Il primo giorno di blog
Oggi è il primo giorno di blog!
Suona un po’ come il primo giorno di scuola, che per me odora di cera e incenso, ma per fortuna lo stato d’animo è diverso. Non sento la mano di mia madre – presumo fosse lei, perché è un ricordo molto vago – allentare la presa, mentre mi sfinisco nel tentativo di attirarla da me sulla pietra del secondo gradino. Una signora vestita come un pipistrello mi tira per un braccio oltre la soglia del portone cigolante e io ovviamente mi rifiuto di entrare.
E non ho dubbi, insicurezze o patemi. Comunque andrà potrò essere solo felice di aver fatto quello che sentivo di dover fare per me. Tutto ha inizio come al solito dopo il secondo caffè della mattina, ma questa volta con un biscotto cinese della fortuna avanzato dalla cena di ieri. «Che giornata fortunata! Tutto quel che toccate si trasforma in oro». L'azzurro vuol essere sincero sulla stringa di carta bianca, ma nel mio caso può essere solo uno sfottò e mi dà fastidio ben più delle briciole sul tappeto.
Ma cosa mi ha spinto ad aprire questo blog? Dispiace
dirlo, ma è in atto un processo di demonizzazione della figura dell’editor. Nei
gruppi social di scrittori emergenti ultimamente è diventato penoso leggere i
commenti di chi ha vissuto l’editing come un’esperienza negativa – a giudicare
dal tenore degli epiteti addirittura traumatica! – e non perde l’occasione per rinnovare
il bruciore della ferita, a monito per sé e per gli altri di cose da non fare
mai più nella propria vita autoriale. Ecco perché sento il bisogno di uno
spazio in cui poter esprimere il mio punto di vista di editor offrendo a chi ha interesse per la scrittura la
possibilità di fare altrettanto, ma lontano dalle logiche distruttive dello
scontro aperto fine a sé stesso. E spero proprio che questo blog lo sia o lo
diventi. Credo che l’informazione sia utile a entrambe le parti per conoscere e scegliere il meglio per sé. Sparlare, dire male, malignare,
spettegolare al punto di calunniare, denigrare, diffamare è dannoso. Ma, a
quanto pare, il danno è solo per chi è oggetto di tutto questo.

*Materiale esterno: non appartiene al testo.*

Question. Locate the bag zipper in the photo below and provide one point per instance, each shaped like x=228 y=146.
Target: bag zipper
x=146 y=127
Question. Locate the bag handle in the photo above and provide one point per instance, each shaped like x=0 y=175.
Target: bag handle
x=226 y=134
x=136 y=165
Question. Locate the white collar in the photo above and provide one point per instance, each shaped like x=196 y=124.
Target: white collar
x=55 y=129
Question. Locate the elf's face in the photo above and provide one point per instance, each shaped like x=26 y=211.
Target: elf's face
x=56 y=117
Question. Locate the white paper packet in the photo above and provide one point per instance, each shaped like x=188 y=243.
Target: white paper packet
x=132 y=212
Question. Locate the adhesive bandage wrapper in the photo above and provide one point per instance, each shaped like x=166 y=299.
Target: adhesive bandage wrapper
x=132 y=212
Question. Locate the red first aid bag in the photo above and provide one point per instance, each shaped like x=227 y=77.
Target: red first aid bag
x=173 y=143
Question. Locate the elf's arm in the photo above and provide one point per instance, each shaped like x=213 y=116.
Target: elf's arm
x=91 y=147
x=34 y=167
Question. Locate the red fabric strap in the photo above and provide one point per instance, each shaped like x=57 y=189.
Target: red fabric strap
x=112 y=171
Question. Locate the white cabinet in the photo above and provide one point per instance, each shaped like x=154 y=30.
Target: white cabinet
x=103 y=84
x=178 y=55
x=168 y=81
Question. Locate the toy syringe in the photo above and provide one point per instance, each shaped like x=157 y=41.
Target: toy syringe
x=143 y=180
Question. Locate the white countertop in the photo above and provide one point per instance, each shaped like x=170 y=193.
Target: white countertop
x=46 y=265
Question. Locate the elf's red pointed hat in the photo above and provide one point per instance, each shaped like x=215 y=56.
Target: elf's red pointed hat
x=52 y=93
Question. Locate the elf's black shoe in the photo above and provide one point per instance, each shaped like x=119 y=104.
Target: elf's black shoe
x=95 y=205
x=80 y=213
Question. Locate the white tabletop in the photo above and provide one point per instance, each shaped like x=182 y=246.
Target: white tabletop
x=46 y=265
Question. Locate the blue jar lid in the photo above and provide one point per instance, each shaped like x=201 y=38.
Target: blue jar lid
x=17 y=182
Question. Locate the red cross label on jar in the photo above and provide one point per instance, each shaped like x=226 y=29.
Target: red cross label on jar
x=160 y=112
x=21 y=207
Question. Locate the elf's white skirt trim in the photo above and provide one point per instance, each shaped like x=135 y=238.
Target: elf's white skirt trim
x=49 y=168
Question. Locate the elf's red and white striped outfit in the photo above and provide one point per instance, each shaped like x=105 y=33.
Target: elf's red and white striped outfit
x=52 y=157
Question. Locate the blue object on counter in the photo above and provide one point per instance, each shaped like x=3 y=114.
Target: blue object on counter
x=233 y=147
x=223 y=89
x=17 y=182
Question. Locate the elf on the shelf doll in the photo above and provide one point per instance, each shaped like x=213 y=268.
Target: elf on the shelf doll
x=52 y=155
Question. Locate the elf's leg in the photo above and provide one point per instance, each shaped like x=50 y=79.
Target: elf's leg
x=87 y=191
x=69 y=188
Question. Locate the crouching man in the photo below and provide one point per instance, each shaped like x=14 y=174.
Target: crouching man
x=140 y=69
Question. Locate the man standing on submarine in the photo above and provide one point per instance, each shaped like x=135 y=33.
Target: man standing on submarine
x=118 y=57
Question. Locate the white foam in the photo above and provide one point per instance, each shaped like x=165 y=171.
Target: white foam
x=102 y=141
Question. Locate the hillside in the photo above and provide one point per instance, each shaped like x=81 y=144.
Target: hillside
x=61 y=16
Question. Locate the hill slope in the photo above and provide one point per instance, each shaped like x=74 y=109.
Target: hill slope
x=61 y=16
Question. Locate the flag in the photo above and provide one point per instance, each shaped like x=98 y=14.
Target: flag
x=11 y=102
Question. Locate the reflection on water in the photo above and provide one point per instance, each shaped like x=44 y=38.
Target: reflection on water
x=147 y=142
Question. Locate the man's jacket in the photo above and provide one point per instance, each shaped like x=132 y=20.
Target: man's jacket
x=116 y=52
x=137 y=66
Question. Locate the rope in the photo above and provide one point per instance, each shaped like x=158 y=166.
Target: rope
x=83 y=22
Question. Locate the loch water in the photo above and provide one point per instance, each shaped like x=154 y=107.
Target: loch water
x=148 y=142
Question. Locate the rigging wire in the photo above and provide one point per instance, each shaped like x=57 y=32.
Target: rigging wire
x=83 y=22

Mi sembra che l’editor massacratore di manoscritti
sia già un cliché, alla stregua di quelli da cassare in un testo. E io, penna
rossa in mano, lo casso. Per me il rapporto con l’editor è come qualunque altro
rapporto: se non c’è rispetto reciproco non può funzionare. Con rispetto intendo
proprio tutto ciò che è incluso nella definizione che cito da Treccani: «Sentimento
e atteggiamento di riguardo, di stima e di deferenza, devota e spesso
affettuosa, verso una persona». Dev’esserci un minimo di simpatia perché il
lavoro con l’editor sia proficuo. Io dico di più, dovrebbe esserci complicità o
qualcosa di molto vicino a una strizzatina d'occhio. Non dev’essere
un impegno unilaterale, ma un lavoro sinergico e armonico, basato sul confronto
continuo.
Certo, può capitare d'imbattersi nell’editor poco
competente, come può anche capitare di leggere il romanzo di uno scrittore
troppo acerbo. Se un editing non va come ci si aspetta, a meno di non dover
cambiare radicalmente qualcosa nella propria scrittura si cambierà editor, ma
smettere di rivolgersi a un professionista convinti di poterlo fare da sé
sarebbe un errore. In generale si possono avere esperienze negative con
professionisti in qualsiasi settore. Provate anche solo a riformulare questa considerazione in termini di medico di base…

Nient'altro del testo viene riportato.